En 2013, à Ferguson, 93 % des personnes arrêtées étaient des Noirs alors qu’ils représentent, on le répète, les deux tiers de la population. Autre exemple, 34 % des chauffeurs de camion blancs étaient coupables de méfaits divers contre 22 % des noirs, mais les premiers ont été moins souvent condamnés. Pour faire court, les citoyens noirs fournissent les caisses publiques dans une proportion plus élevée que les blancs. Parmi ces derniers, on notera que ceux qui habitent les municipalités plus cossues refusent, dans la plupart des cas, d’être liés par des voies diverses aux transports en commun des agglomérations. En clair, on soulignera et on retiendra que le diktat cher au Klu Klux Klan et à ses thuriféraires, soit Égaux mais séparés, fait toujours partie du profil sociopolitique des États-Unis d’Amérique.

Ils sont furieux à Ferguson, ainsi qu’ailleurs d’ailleurs. Et on osera dire qu’on les comprend. Car l’injustice socio-économique, les malversations politiques dont ils sont les cibles constantes depuis des lunes fondent une contradiction, du reste éclatante, de ce que la Cour suprême a commandé il y a tout juste un an : l’abrogation du monument juridique des droits civiques qui garantissait l’égalité des citoyens dans l’exercice du droit de vote. Il y a un an, donc, le juge en chef John Roberts avait estimé « qu’aujourd’hui le pays n’étant plus divisé comme il l’était en 1965 », et la loi composée par Lyndon B. Johnson étant « surannée », il fallait remiser cette dernière aux archives, d’autant « que près de 50 ans ont passé, les choses ont énormément changé ». Rien n’a changé. Strictement rien.

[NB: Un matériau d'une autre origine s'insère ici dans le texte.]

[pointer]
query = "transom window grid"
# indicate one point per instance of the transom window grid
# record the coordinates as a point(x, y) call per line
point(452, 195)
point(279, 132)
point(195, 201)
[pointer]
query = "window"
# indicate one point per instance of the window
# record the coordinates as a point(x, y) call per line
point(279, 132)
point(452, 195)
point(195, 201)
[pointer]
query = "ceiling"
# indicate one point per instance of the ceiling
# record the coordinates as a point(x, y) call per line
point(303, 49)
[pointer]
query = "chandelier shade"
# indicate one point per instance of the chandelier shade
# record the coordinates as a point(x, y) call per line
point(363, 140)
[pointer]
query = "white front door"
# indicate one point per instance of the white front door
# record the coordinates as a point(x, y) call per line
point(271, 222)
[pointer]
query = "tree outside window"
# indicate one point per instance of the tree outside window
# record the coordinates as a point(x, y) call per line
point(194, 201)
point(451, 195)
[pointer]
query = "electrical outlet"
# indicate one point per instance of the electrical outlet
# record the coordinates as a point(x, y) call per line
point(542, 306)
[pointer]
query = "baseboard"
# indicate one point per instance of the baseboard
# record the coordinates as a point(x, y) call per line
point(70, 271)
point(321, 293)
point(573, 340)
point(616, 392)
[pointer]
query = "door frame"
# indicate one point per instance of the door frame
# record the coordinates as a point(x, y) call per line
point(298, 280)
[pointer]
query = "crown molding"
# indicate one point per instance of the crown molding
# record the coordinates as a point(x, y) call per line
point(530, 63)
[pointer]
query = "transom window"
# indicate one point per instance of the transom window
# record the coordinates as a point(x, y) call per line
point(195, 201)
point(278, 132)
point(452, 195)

À preuve, l’étude des professeurs John Logan et Brian Stults de la Florida State University publiée après le geste de la Cour suprême et consacrée à la ségrégation géographique. Tiens donc ! Toujours est-il qu’à la faveur de leurs travaux, le duo d’universitaires a constaté qu’à peine les lois civiques portant l’empreinte de Lyndon Johnson ayant été votées, des maires se sont appliqués à la modernisation du protocole de Birmingham de 1926. À cette date, les élus de cette ville d’Alabama avaient décrété le zonage racial et, conséquemment, « parqué » les Noirs. Au cours des quarante dernières années, la modernisation évoquée s’est poursuivie comme suit : enclaver les Noirs par les voies rapides, les autoroutes. Ceci explique cela : si le vote à l’élection présidentielle et aux législatives relève du fédéral, ce n’est pas le cas pour l’organisation du scrutin. Et alors ? Comme par hasard, le réseau des bureaux de vote des quartiers noirs était moins fourni que celui des blancs. Égaux mais séparés…

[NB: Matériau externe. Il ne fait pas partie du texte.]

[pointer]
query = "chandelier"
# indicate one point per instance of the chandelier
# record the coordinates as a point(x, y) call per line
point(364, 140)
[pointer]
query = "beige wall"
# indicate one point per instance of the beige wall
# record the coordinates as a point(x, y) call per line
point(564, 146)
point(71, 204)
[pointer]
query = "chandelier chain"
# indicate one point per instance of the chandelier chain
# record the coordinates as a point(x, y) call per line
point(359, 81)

Rien n’a changé : prise 2. Après que la Cour suprême a sanctionné ce que l’on sait, le Pew Research Center a communiqué les résultats d’une analyse socio-économique. C’est bien simple, si l’actif net moyen d’un couple afro-américain totalise 5700 $, celui du latino avoisine les 6300 $ et celui du blanc dépasse les 113 000 $. Quoi d’autre ? Le tiers des Noirs ne disposent d’aucun avoir contre 15 % des Blancs. Égaux mais séparés…

Rien n’a changé : prise 3. Après que la Cour a… En juillet 2013, l’Université de Pennsylvanie a communiqué un rapport sur la santé des femmes américaines. On s’en tiendra au cancer du sein. Le nombre de femmes blanches qui ont survécu à cette maladie s’est fixé à 70 %, celui des Noires à 56 %. En raison d’une foule de variables, ces dernières sont beaucoup moins examinées que les Blanches.

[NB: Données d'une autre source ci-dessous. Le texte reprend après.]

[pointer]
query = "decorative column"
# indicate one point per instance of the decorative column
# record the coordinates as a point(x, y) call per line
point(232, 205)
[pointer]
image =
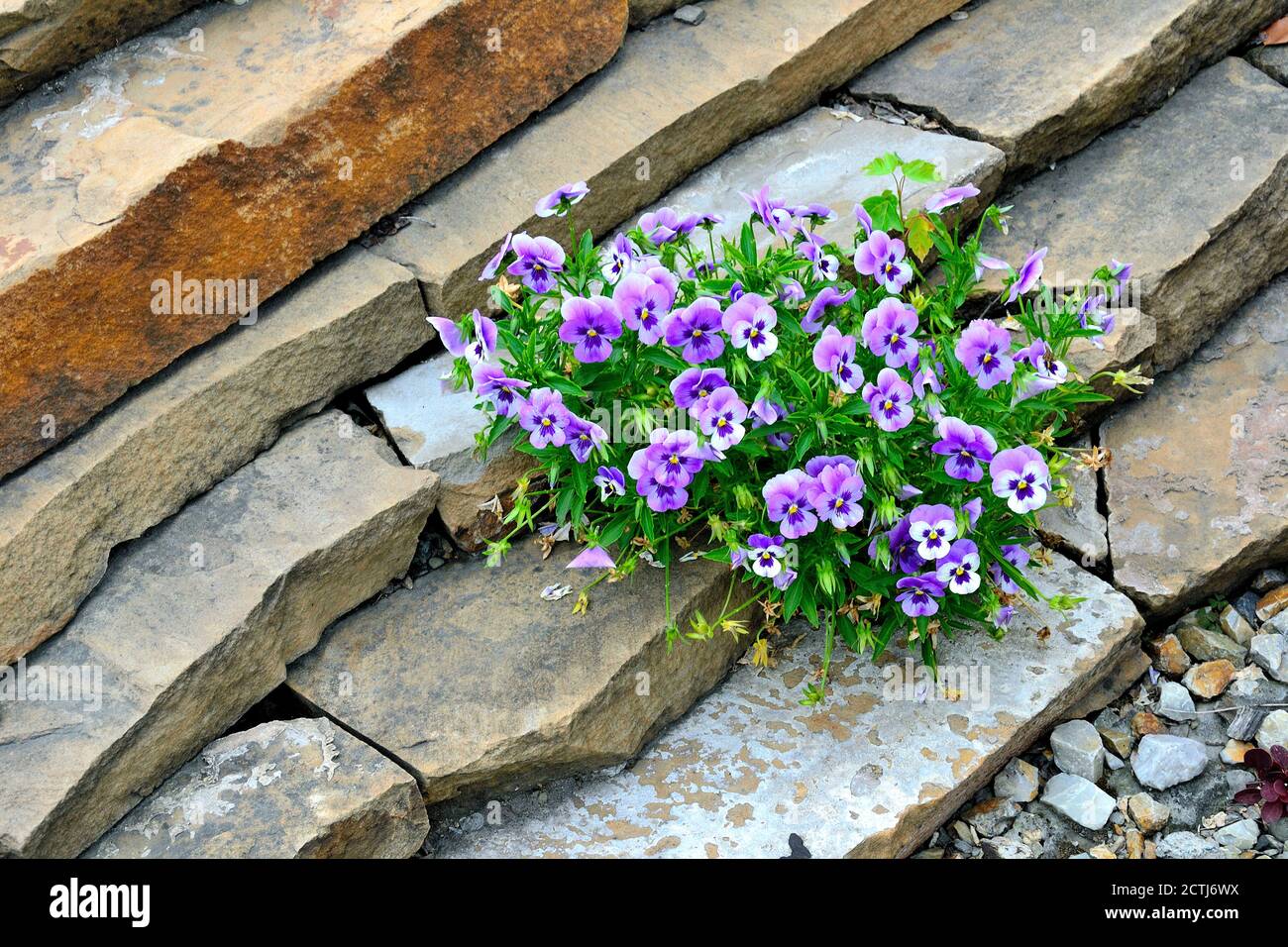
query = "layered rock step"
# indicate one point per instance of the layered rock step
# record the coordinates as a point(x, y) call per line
point(1063, 73)
point(1198, 486)
point(183, 176)
point(872, 772)
point(353, 317)
point(1193, 196)
point(193, 624)
point(475, 684)
point(286, 789)
point(748, 65)
point(39, 39)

On l’aura compris, tout, absolument tout, est resté en l’état. Lequel ? Celui disséqué au début des années 60. Sur le flanc politique et économique, sur le front social et culturel, le Noir des États-Unis demeure le sujet d’une abjection qui dépasse l’entendement. Hier, elle était visible. Aujourd’hui, elle se camoufle derrière le paravent de l’hypocrisie. En un mot, rien n’a changé.